I will always treasure his friendship.

Moses and the Master Control Land

February 5th, 1993. I was working the evening shift in the new Radio Master Control at the Toronto Broadcast Centre. At this time we were still linked to the old Radio Master Control on Jarvis Street. Joram Kalfa was visiting me during his supper break. We had some business to discuss as he would be working for me the next day so that I could attend my roommate Ron Koperdraad’s wedding. Also, we just liked to sit around and talk about things when we had the chance, and as shifts at this time in the new Radio Master were slack, it was a good time to chat. 

My back was to the main door of the place and we were talking with our feet up on the table. At one point Joram, who was facing me, looked over my shoulder. I turned and saw Moses Znaimer of City-TV fame peering through the rectangular (allegedly bullet-resistant) glass beside the door. A couple of other men stood behind him, one youthful though prematurely grey and wearing a suit, the other a CBC Security Guard. They were just looking, it didn’t appear as though they wanted in, and in fact had started to wander off. I scurried around the racks of equipment to open the door, thinking that, hey, maybe they would be interested in a look around, and besides, it was an opportunity to meet Moses Znaimer. It’s my understanding that Znaimer used to be a CBC radio producer, and in fact started Cross-Country-Checkup before going on to his City TV and Muchmusic fame.

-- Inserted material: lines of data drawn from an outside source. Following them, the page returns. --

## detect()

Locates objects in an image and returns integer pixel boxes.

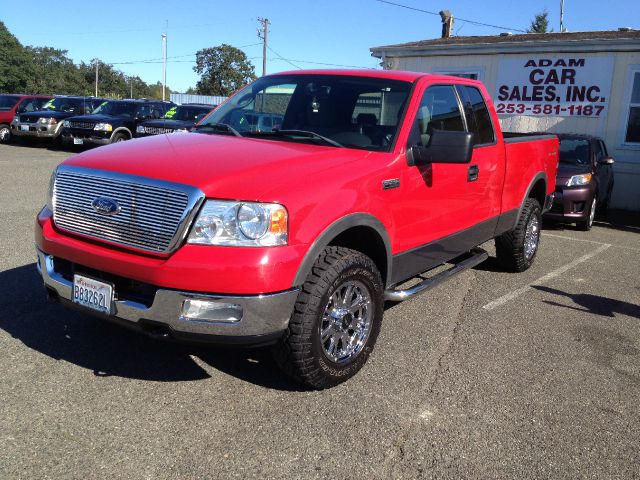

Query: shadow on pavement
[533,285,640,320]
[0,264,302,391]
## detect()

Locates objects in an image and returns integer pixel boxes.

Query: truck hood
[64,133,371,202]
[142,118,195,130]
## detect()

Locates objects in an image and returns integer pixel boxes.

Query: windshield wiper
[251,129,344,148]
[193,123,242,137]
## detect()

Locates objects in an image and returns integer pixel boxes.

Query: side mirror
[407,130,474,167]
[598,157,615,165]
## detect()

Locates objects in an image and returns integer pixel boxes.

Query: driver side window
[408,85,465,147]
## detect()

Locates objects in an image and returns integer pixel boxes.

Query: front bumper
[11,122,62,138]
[62,128,112,145]
[36,248,299,344]
[544,183,595,222]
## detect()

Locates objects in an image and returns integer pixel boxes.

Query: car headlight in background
[187,200,288,247]
[93,123,113,132]
[567,173,592,187]
[38,117,58,125]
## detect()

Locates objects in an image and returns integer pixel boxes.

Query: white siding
[386,52,640,210]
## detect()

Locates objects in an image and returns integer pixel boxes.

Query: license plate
[72,275,113,314]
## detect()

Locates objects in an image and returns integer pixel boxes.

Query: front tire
[577,194,598,232]
[496,198,542,272]
[274,247,384,389]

When I opened the door they turned back. I asked if they would like to look inside and sure enough Moses, just as his namesake led the Hebrews to the Promised Land, led his followers into Master Control Land.

Moses snooped around like a cat in a new house. He was quite inquisitive and gave the room a good looking over.

“Looks primitive,” he said, which struck me as an odd remark considering it was a brand new facility laden with state-of-the-art technology.

Joram and I looked at one another, and then Joram clued into the fact that Znaimer was referring to the plethora of purple patch cords strung along the patch bays. Just about every patch cord in the place was being used in an awful tangled mess. This was a temporary measure connecting the new Master Control with the old Master Control, as they were operating in tandem until we had the new facility running up to speed. So we could see why Moses labelled this mess of patch cords primitive in an age of digital technology, where you might think that few patch cords might be necessary.

We enlightened the man. 

He wanted to know exactly what the room did, and what its relationship was with the old Master Control on Jarvis Street, and it took a few minutes to explain all that. I asked him how he thought it compared to his operation.

“Very pretty, very pretty.”

At one point he laughed at the boxes we kept our DAT tapes in. DAT tapes were very small and the boxes we had for them very large. In fact, they were kept in boxes that were originally meant for 2400” reels of tape, 12” in diameter. A DAT tape is maybe an inch and a half by two and a half inches, so the arrangement did look kind of funny. We stored them that way for ease of transport (the larger boxes were easier to carry with other tapes the same size) and also to recycle those boxes.  

And then Moses and his small posse were off to finish their tour of the Broadcast Centre elsewhere.